Bandwidth-Constrained Nodes
Full nodes running on residential connections, VPSes with transfer caps, or in regions with limited bandwidth benefit substantially from the 97% reduction in block relay data. Running a full node becomes more accessible, strengthening network decentralization.
Network Resilience
Compact blocks work alongside other propagation improvements to form a layered defense against network partitions and eclipse attacks. The FIBRE (Fast Internet Bitcoin Relay Engine) protocol, also created by Matt Corallo, built on top of compact blocks by adding UDP transport and forward error correction to achieve near-speed-of-light relay between mining pools.
Transaction Relay Synergy
Compact blocks are complementary to Erlay (BIP 330), a proposed improvement to transaction relay that uses set reconciliation to reduce bandwidth by approximately 40%. While compact blocks optimize block propagation, they depend on mempool consistency between peers. Erlay helps maintain that consistency more efficiently, enabling nodes to sustain more peer connections without proportional bandwidth increases.
Risks and Considerations
Mempool Divergence
Compact blocks work best when peers have similar mempool contents. During periods of extreme congestion, non-standard transaction policies, or mempool eviction, nodes may hold significantly different transaction sets. When mempools diverge, compact block reconstruction fails more frequently, requiring additional round trips to fetch missing transactions and partially negating the latency benefits. In severe cases, reconstruction success rates can drop below 50%.
Short ID Collisions
Although rare (approximately 1 in 281,474 blocks), short ID collisions can cause reconstruction failures. When a collision is detected via Merkle root mismatch, the node falls back to requesting the full block. This is a graceful degradation rather than a security risk, but it does add latency in those cases.
Historical Vulnerability: CVE-2024-35202
In 2022, researcher Niklas Gogge discovered a vulnerability in compact block reconstruction logic. When a short ID collision triggered a reconstruction failure and a second blocktxn message arrived for the same block, the node could crash due to a violated assertion. An attacker could trigger this remotely by crafting specific block responses. The fix, merged in January 2023, was released in Bitcoin Core v25.0 and publicly disclosed in October 2024. This incident underscored the importance of defensive coding in protocol-level optimizations.
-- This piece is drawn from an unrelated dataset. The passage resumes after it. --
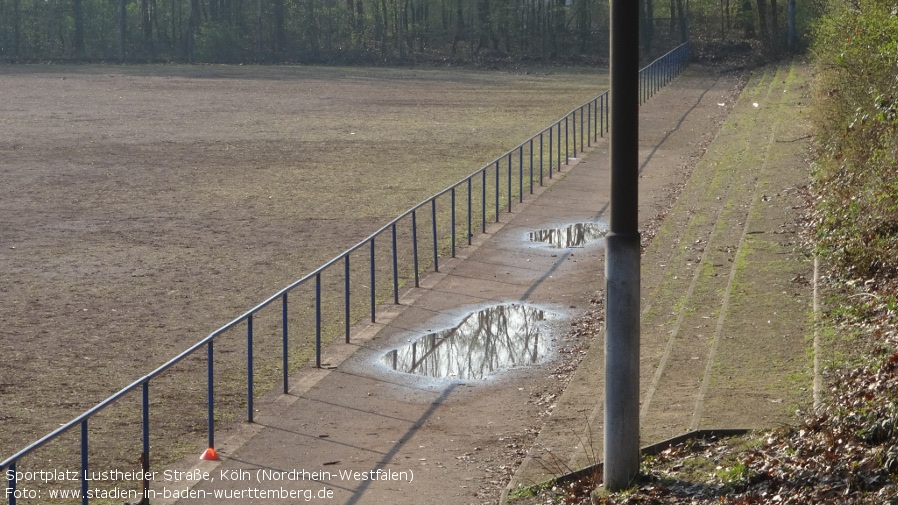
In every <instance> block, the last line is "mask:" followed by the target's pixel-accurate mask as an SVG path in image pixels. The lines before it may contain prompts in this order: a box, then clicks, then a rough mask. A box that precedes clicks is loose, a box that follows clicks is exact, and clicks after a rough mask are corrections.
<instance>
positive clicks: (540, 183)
mask: <svg viewBox="0 0 898 505" xmlns="http://www.w3.org/2000/svg"><path fill="white" fill-rule="evenodd" d="M539 185H540V186H542V185H543V132H539Z"/></svg>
Does Not Replace Full Validation
Compact blocks accelerate block delivery, not block validation. Every node still fully validates each reconstructed block against all consensus rules. In high-bandwidth mode, a compact block is forwarded before full validation, meaning a node may occasionally relay invalid compact blocks. This is harmless: receiving nodes validate independently and discard invalid blocks. The protocol explicitly stopped penalizing peers for sending invalid compact blocks as of protocol version 70015.
This glossary entry is for informational purposes only and does not constitute financial or investment advice. Always do your own research before using any protocol or technology.